Zwiczosbirski wiped the blood off his chin with a handkerchief. He thrust a thumb and an index finger into his mouth and felt around for loose teeth. Corporal Stehauf smiled out of cowardice and fear. The furious giant bent down, grabbed his submachine gun, and walked to the foot of the birch tree where Alma was perched, looking down curiously.
The giant took aim; the chicken eyed him as though from a great distance.
“Szybko!” the old man shouted again.
The gigantic civilian pulled the trigger, and as the shots echoed, Alma fell from the tree like a stone and landed with a thud in the grass. Her feet twitched once, twice, and then she lay still. Melon shut his eyes; his hopes seemed to be lying on the ground with the dead chicken. He swayed slightly, and his face changed color.
Willi observed him in amazement and then broke into a hoarse laugh. The coughing fit that followed obliged him to lower his hands.
“Hey!” the old man sho
uted.
Stehauf obeyed.
The old man loudly counted the four soldiers: “Jeden, dwa, trzy, cztery.”
With the tears from his coughing fit still standing in his eyes, the corporal said, “We’re still two short.”
“Hmm. Co on chce?” the old man asked, turning to Thighbone.
“He says…two men…still missing,” said Thighbone in a crushed voice.
“He has no need to tell us that, we know it! All of you, keep your mouths shut, understand? Whoever speaks or moves will be shot. You will be taken away one by one…Proska?”
“Present,” said the assistant.
“You will be last.”
Three civilians led the corporal away; after a little while, three more took Melon, and after they had disappeared, Zwiczosbirski was likewise led into the mixed-growth forest. Proska pricked up his ears, because he was sure he’d hear gunfire soon, but no shot shattered the warm morning air.

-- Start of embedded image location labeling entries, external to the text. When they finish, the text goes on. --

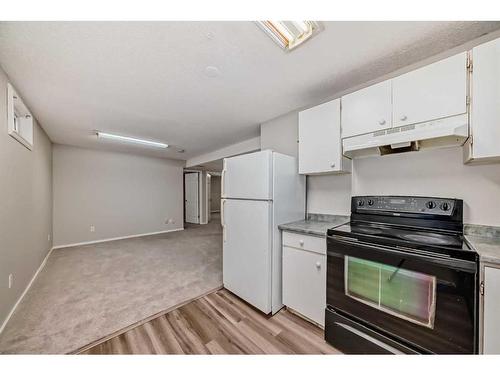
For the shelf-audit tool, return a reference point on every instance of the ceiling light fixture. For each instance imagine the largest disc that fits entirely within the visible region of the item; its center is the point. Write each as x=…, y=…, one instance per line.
x=289, y=34
x=131, y=140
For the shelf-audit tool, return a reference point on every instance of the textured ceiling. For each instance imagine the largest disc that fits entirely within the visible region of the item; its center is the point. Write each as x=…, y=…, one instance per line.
x=149, y=79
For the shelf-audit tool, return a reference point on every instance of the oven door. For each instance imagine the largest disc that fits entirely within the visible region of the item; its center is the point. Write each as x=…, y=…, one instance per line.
x=425, y=302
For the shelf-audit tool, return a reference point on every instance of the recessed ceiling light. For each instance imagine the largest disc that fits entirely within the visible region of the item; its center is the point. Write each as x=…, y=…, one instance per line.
x=122, y=138
x=212, y=71
x=289, y=34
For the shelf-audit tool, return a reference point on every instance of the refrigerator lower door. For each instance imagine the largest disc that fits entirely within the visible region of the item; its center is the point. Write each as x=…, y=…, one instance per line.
x=247, y=248
x=248, y=176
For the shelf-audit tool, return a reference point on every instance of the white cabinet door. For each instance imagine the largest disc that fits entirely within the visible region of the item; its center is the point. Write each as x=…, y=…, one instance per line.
x=491, y=313
x=319, y=140
x=485, y=109
x=367, y=110
x=435, y=91
x=304, y=283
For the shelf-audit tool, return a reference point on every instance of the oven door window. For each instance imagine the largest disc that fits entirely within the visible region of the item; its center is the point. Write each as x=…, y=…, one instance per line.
x=406, y=294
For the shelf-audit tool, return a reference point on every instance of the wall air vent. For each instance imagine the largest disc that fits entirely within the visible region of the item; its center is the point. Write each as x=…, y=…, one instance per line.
x=399, y=148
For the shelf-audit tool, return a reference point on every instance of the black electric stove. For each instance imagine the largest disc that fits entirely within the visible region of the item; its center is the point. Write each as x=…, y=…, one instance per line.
x=401, y=278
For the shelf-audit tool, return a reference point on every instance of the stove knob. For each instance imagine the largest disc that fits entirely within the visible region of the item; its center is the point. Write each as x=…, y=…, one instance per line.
x=445, y=206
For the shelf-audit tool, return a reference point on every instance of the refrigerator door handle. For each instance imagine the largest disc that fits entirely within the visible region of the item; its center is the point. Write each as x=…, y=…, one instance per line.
x=223, y=223
x=223, y=173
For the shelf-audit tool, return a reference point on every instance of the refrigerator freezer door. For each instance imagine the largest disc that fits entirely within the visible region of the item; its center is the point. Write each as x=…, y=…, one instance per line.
x=247, y=227
x=248, y=176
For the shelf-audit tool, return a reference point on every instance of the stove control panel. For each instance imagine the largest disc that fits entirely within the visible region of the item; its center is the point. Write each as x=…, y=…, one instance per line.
x=397, y=204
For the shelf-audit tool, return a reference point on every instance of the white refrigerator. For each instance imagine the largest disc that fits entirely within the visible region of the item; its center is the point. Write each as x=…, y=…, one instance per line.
x=259, y=192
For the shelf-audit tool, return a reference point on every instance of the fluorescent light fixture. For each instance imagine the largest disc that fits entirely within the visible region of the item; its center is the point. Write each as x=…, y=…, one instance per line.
x=289, y=34
x=131, y=140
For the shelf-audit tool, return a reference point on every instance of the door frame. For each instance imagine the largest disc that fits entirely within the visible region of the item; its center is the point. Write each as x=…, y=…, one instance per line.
x=184, y=193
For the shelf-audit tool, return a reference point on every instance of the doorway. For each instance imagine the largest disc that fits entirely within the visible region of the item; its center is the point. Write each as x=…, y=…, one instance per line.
x=191, y=197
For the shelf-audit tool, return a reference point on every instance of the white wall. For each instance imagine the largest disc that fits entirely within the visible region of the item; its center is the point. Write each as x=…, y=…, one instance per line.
x=120, y=194
x=25, y=207
x=438, y=172
x=279, y=135
x=243, y=147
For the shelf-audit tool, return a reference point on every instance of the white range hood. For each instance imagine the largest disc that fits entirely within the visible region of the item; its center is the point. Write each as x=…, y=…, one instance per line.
x=451, y=131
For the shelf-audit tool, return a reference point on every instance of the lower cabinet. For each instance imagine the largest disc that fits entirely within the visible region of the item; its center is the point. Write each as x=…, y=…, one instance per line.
x=304, y=282
x=491, y=311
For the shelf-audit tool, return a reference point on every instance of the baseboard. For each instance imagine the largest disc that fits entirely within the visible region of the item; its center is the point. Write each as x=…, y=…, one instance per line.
x=116, y=238
x=4, y=324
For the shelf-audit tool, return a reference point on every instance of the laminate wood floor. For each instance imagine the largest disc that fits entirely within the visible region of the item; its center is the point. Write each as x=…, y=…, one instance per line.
x=218, y=323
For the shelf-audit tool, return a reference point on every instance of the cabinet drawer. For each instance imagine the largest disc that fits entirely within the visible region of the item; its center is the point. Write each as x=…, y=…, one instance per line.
x=302, y=241
x=304, y=283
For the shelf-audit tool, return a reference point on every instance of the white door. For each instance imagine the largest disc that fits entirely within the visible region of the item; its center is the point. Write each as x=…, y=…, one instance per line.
x=367, y=110
x=485, y=116
x=435, y=91
x=304, y=283
x=319, y=139
x=248, y=176
x=191, y=197
x=247, y=237
x=491, y=325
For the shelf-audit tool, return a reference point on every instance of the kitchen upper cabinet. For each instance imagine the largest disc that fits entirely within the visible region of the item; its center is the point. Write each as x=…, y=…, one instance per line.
x=485, y=106
x=435, y=91
x=304, y=275
x=491, y=311
x=367, y=110
x=320, y=148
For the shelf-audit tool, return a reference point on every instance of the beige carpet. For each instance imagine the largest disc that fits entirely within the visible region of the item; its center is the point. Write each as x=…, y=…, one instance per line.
x=88, y=292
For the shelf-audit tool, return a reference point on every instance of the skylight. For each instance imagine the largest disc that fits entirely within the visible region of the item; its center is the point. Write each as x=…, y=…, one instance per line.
x=289, y=34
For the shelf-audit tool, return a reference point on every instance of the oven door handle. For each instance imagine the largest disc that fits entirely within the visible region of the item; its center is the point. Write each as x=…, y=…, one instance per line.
x=447, y=262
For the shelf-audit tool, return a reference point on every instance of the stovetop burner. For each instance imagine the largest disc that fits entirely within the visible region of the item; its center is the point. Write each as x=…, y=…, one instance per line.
x=413, y=235
x=428, y=224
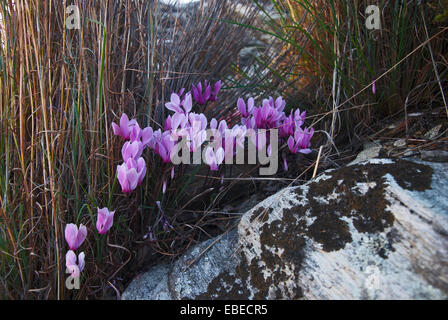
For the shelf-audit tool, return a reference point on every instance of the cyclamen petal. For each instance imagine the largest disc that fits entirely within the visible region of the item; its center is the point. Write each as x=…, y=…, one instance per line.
x=128, y=178
x=132, y=149
x=105, y=220
x=72, y=265
x=74, y=236
x=146, y=136
x=125, y=128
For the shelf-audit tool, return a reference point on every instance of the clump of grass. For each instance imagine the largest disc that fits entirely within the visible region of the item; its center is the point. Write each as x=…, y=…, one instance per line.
x=336, y=60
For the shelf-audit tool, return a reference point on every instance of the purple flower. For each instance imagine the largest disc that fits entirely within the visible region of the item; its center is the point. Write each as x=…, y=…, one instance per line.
x=214, y=159
x=75, y=237
x=199, y=96
x=128, y=177
x=196, y=133
x=285, y=163
x=125, y=128
x=132, y=150
x=163, y=144
x=105, y=220
x=146, y=136
x=301, y=141
x=216, y=89
x=246, y=112
x=74, y=264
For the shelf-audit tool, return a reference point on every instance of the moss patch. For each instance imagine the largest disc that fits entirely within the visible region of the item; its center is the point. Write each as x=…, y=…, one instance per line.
x=284, y=242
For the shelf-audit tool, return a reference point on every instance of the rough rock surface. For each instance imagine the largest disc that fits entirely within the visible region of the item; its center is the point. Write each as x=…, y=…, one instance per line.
x=373, y=230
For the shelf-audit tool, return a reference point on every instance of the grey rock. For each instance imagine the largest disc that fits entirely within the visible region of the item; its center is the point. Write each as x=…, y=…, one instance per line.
x=371, y=150
x=373, y=230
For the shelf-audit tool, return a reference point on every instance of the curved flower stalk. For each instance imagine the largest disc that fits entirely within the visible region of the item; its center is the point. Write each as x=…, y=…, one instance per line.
x=74, y=236
x=105, y=220
x=203, y=96
x=214, y=159
x=132, y=150
x=128, y=177
x=125, y=128
x=75, y=264
x=180, y=106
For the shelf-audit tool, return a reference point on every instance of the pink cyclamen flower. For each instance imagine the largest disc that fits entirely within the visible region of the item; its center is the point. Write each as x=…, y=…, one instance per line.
x=75, y=264
x=132, y=150
x=140, y=166
x=128, y=177
x=246, y=112
x=105, y=220
x=214, y=159
x=200, y=96
x=74, y=236
x=301, y=141
x=146, y=136
x=124, y=130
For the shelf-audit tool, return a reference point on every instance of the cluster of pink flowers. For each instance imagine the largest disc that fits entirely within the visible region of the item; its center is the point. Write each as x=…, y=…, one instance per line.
x=75, y=236
x=270, y=115
x=191, y=127
x=133, y=170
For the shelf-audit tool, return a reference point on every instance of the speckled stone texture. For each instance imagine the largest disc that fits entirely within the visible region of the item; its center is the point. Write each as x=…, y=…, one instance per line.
x=372, y=230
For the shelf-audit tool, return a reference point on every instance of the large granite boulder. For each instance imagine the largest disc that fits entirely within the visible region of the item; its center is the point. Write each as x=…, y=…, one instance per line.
x=373, y=230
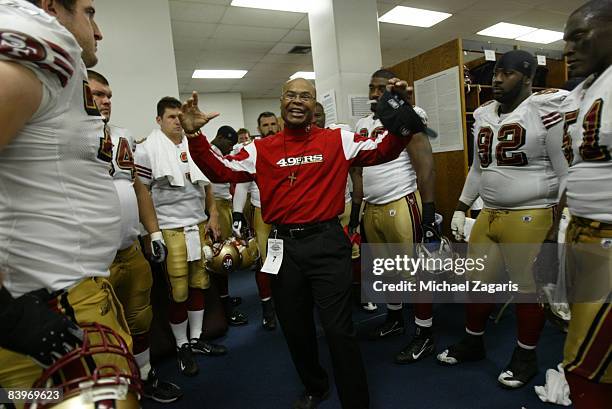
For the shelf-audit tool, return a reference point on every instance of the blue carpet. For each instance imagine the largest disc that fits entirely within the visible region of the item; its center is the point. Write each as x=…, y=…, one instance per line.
x=258, y=373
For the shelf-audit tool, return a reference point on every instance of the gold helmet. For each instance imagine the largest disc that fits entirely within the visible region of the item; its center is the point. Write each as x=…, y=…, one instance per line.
x=221, y=258
x=249, y=253
x=101, y=369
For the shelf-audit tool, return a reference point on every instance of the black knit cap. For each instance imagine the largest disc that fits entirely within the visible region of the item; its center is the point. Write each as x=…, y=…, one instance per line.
x=518, y=60
x=228, y=132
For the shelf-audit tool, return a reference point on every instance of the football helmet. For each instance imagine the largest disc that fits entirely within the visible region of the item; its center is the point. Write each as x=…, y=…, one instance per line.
x=100, y=373
x=222, y=257
x=249, y=253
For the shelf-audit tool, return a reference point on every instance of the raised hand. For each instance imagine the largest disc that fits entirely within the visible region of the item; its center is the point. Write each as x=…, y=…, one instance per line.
x=192, y=119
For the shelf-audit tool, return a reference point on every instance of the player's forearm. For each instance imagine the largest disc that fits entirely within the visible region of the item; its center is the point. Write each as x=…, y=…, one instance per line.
x=20, y=97
x=215, y=168
x=146, y=209
x=356, y=174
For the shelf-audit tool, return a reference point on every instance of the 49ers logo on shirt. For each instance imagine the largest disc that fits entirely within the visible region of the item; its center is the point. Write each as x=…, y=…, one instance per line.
x=300, y=160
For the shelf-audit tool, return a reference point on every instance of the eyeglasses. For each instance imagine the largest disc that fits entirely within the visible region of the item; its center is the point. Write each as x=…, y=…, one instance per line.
x=292, y=96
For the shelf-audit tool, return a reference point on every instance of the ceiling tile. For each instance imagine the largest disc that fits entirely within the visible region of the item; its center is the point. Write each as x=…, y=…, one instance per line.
x=200, y=12
x=297, y=36
x=261, y=18
x=227, y=32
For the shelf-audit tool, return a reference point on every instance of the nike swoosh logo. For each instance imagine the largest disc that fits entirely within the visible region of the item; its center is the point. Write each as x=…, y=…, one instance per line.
x=416, y=356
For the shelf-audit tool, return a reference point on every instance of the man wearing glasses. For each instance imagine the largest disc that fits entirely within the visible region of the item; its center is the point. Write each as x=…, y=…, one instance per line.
x=301, y=173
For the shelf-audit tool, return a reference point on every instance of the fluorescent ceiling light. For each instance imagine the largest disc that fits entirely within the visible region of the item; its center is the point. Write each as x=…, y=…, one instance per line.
x=522, y=33
x=309, y=75
x=506, y=30
x=296, y=6
x=542, y=36
x=218, y=73
x=410, y=16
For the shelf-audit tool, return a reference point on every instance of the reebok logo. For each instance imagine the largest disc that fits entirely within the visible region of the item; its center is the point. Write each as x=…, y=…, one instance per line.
x=300, y=160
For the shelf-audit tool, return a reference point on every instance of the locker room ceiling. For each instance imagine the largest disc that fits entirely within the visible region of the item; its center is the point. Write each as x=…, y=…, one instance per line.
x=211, y=34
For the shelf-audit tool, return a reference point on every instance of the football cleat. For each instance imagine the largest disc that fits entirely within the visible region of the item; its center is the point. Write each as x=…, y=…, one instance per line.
x=469, y=349
x=389, y=328
x=369, y=307
x=187, y=363
x=160, y=391
x=522, y=368
x=421, y=345
x=199, y=346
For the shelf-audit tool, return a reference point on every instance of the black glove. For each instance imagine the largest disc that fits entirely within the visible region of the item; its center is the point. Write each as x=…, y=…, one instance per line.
x=428, y=225
x=397, y=116
x=158, y=248
x=238, y=224
x=355, y=216
x=29, y=327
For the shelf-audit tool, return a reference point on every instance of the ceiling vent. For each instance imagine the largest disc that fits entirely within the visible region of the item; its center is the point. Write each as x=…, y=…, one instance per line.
x=300, y=49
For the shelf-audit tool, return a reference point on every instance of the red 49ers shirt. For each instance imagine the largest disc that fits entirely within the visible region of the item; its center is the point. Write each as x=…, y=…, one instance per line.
x=301, y=173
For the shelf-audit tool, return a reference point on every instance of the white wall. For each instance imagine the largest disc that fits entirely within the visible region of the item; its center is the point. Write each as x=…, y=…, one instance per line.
x=253, y=107
x=137, y=56
x=228, y=104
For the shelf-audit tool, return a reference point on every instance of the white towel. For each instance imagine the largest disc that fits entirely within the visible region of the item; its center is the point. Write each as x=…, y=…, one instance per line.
x=192, y=242
x=165, y=161
x=556, y=389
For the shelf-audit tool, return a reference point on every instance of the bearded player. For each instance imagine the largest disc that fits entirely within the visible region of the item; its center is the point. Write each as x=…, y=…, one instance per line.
x=59, y=210
x=518, y=170
x=131, y=275
x=267, y=125
x=588, y=149
x=399, y=207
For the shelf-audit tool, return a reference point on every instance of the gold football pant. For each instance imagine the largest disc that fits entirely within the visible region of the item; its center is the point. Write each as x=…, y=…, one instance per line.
x=395, y=222
x=91, y=300
x=588, y=346
x=224, y=207
x=132, y=280
x=510, y=240
x=183, y=274
x=262, y=231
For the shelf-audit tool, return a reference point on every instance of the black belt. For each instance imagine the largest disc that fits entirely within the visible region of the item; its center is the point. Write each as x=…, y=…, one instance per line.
x=298, y=231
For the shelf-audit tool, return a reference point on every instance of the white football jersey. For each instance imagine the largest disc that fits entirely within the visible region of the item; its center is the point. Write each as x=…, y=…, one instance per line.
x=59, y=211
x=588, y=148
x=175, y=206
x=518, y=162
x=389, y=181
x=220, y=190
x=123, y=173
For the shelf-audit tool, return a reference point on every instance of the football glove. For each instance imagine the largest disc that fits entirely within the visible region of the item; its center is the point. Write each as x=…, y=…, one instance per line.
x=398, y=116
x=29, y=327
x=158, y=248
x=238, y=224
x=428, y=225
x=458, y=225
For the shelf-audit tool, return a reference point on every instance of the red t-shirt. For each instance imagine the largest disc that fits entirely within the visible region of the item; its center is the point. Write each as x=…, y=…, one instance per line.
x=301, y=173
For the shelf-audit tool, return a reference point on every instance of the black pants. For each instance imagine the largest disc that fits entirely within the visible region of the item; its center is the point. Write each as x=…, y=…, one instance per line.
x=317, y=270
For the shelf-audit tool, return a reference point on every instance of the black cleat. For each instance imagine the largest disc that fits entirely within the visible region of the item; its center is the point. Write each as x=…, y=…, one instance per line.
x=522, y=368
x=391, y=327
x=421, y=345
x=236, y=319
x=269, y=316
x=469, y=349
x=310, y=400
x=198, y=346
x=160, y=391
x=187, y=363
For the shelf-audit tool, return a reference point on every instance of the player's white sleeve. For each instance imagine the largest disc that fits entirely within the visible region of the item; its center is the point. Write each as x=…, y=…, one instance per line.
x=240, y=195
x=471, y=187
x=554, y=142
x=32, y=38
x=142, y=163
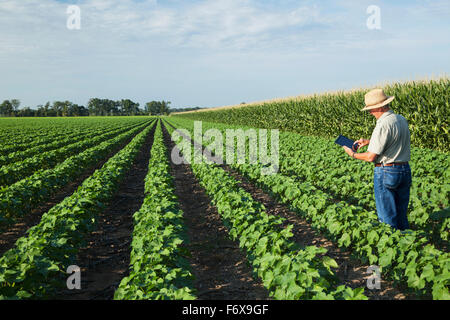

Only the old man and Proska remained. The gigantic civilian, as he passed the dead chicken, had leaned down and picked her up. The grass where she had lain was dark red.
To Proska’s astonishment, the old man, the last civilian guarding him, slung his submachine gun over his shoulder and then went away too. The assistant watched him leave like a capricious apparition but didn’t dare lower his hands. He had the distinct impression that he was being observed from somewhere, and he was possessed of sufficient instinct to tell himself that putting his hands down could mean death. The watcher or watchers might well be waiting for him to do just that.
He was standing with his face to the alder bridge and his back to the Fortress. He was about to decide on a time limit for standing there like that when he was addressed, from behind, by his first name. A woman’s voice had called, “Walter!” He knew he’d heard it, even though fright shot up like a flame into his brain.
He spun around in a flash.
Wanda was standing in the entrance to the so-called Fortress, her legs planted wide apart, her face deadly serious, her mouth determined. She was holding a submachine gun and pointing it at Proska’s chest.
“Squirrel,” he stammered confusedly, letting his hands fall to his sides.